Hello again. Yes I did put the extension tube on already. It does feel bulky. Not to mad about it, unless I was driving 1000km. I will post a pic with it on tomorrow. 


Sent from my iPhone using Tapatalk


----------



## Vape_Da_Ape (3/4/17)

yeah i might pair it with my DNA 75 , i tend to not vape higher than that . i noticed with my current EDC ijust s is that first 5-8 draws on a full charged battery tends to burn then after that smooth sailing . so basically the output has decreased from what i understand . i constantly chased clouds i found that with clouds comes juice consumption . i cannot waist juice on clouds thats a waste , rather flavor for me.. 

so now its bringing me down to deciding to go head first into building because sub ohm wont cut it for sure


----------



## Slav (3/4/17)

Works perfect at lower wattage. My staple staggered fused clapton runs at 50w and it's more than enough

Sent from my SM-G900F using Tapatalk


----------



## OhmzRaw (3/4/17)

Great review @Waine What can you compare the flavor from this RTA to?

Sent from my SM-P555 using Tapatalk


----------



## Waine (3/4/17)

@OhmzRaw

Something in between my Fuji RTA GTA and the first Tornado, but the Tornado is on steroids.

Excellent flavor! More than happy.


Sent from my iPhone using Tapatalk

Reactions: Like 1


----------



## Waine (4/4/17)

So here is a pic of the Pharaoh with the extension ring attached. To be honest, it makes the tank feel too bulky and there is a bit of flavour loss. It's not for me. Off with the ring!


Sent from my iPhone using Tapatalk

Reactions: Like 1


----------



## Waine (4/4/17)

So I vaped on this all day. Either the flavor is amazing because I am (only now) vaping on some different, amazing juice: XXX which is really enjoyable, or the tank indeed delivers good flavor. I'm not sure. I have nothing to compare it to. It must be my taste buds liking the "new" different flavors of the juice.

I did have a very happy vape day though.  with the ring off....
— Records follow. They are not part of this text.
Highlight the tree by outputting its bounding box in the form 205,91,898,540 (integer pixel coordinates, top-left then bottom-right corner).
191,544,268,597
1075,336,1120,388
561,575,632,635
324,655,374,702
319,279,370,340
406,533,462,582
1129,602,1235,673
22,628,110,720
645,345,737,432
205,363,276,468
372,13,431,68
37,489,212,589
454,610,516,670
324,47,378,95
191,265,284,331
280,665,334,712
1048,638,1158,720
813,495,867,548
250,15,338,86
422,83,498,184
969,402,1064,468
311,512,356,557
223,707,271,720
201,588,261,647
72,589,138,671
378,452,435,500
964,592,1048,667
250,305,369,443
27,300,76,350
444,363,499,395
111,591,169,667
Sent from my iPhone using Tapatalk

Reactions: Like 1


----------



## Schnappie (4/4/17)

Well in my opinion fruity vapes like xxx loves single coil builds. I am conflicted between this tank and the kayfun 5 clone. Worried that the pharoah might not be restrictive enough for my taste but i suppose the framed staples I use in my hadaly will offer hopefully similar great flavour in this tank. Thanks for your view though, very keen to see opinions on this one


----------



## zadiac (4/4/17)

Very nice review @Waine, but you might want to edit your OP 
52 ohms might be a bit high


----------



## Bearshare (4/4/17)

Nice review now torn between this and obs

Sent from my SM-G930F using Tapatalk


----------



## Vape_Da_Ape (4/4/17)

Bearshare said:


> Nice review now torn between this and obs
> 
> Sent from my SM-G930F using Tapatalk



Join the club 


Sent from my iPhone using Tapatalk

Reactions: Like 1


----------



## Daniel Alves (4/4/17)

Both? 

Sent from my E6653 using Tapatalk


----------



## Waine (4/4/17)

zadiac said:


> Very nice review @Waine, but you might want to edit your OP
> 52 ohms might be a bit high



@zadiac thanks a ton mate, I fixed the error. It's 0.52 Ohms.
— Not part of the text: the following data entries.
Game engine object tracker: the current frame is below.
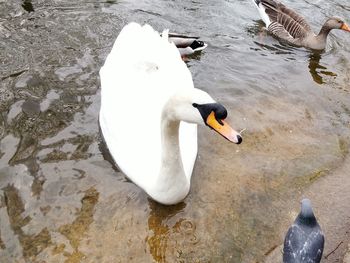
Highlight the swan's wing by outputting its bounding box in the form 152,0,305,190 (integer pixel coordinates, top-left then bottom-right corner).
100,23,193,188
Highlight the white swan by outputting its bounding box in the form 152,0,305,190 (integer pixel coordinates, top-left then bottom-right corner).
100,23,242,205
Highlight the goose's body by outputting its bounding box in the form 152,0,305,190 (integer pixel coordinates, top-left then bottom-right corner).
100,23,241,204
253,0,350,50
283,199,324,263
Sent from my iPhone using Tapatalk


----------



## Bearshare (4/4/17)

just watched RT`s wicking and this looks cool should be no dry hits as it would hold alot of juice


----------



## Waine (5/4/17)

Bearshare said:


> just watched RT`s wicking and this looks cool should be no dry hits as it would hold alot of juice



@Bearshare His wicking is really cool, but you don't have to do it his way if you have no 'Japanese' cotton. I have now tried and tested the conventional way according to my above pic and it works just as well. Not one drop of leakage.

Guys, trust me, this tank is really amazing!


Sent from my iPhone using Tapatalk


----------



## BeardedVaper93 (5/4/17)

I vouch on this. in the 2.5 years i have been vaping, this tank really does impress me. alot.

Reactions: Like 1


----------



## BeardedVaper93 (5/4/17)

Just wanted to show you all the build i have and the saturation in creates, which i don't care about, but just want to share.

Reactions: Like 1


----------



## Karel (5/4/17)

I were one of the first guys, I think, that started using the Pharaoh. And I had a really big toss up between 3 tanks... At the end, I chose the RT Pharaoh just because I have the same dripper unit and I really, really liked it. I think what sold it to me was the airflow options and the difference I get in taste when I play around with it... And I must say, it is probably the best buy ever for me. I really enjoy it and basically use it the whole day, I don't even bother with my other RTA's... You will not regret it though. Definitely one of my favourites!!!

Reactions: Like 1


----------



## Waine (5/4/17)

Karel said:


> I were one of the first guys, I think, that started using the Pharaoh. And I had a really big toss up between 3 tanks... At the end, I chose the RT Pharaoh just because I have the same dripper unit and I really, really liked it. I think what sold it to me was the airflow options and the difference I get in taste when I play around with it... And I must say, it is probably the best buy ever for me. I really enjoy it and basically use it the whole day, I don't even bother with my other RTA's... You will not regret it though. Definitely one of my favourites!!!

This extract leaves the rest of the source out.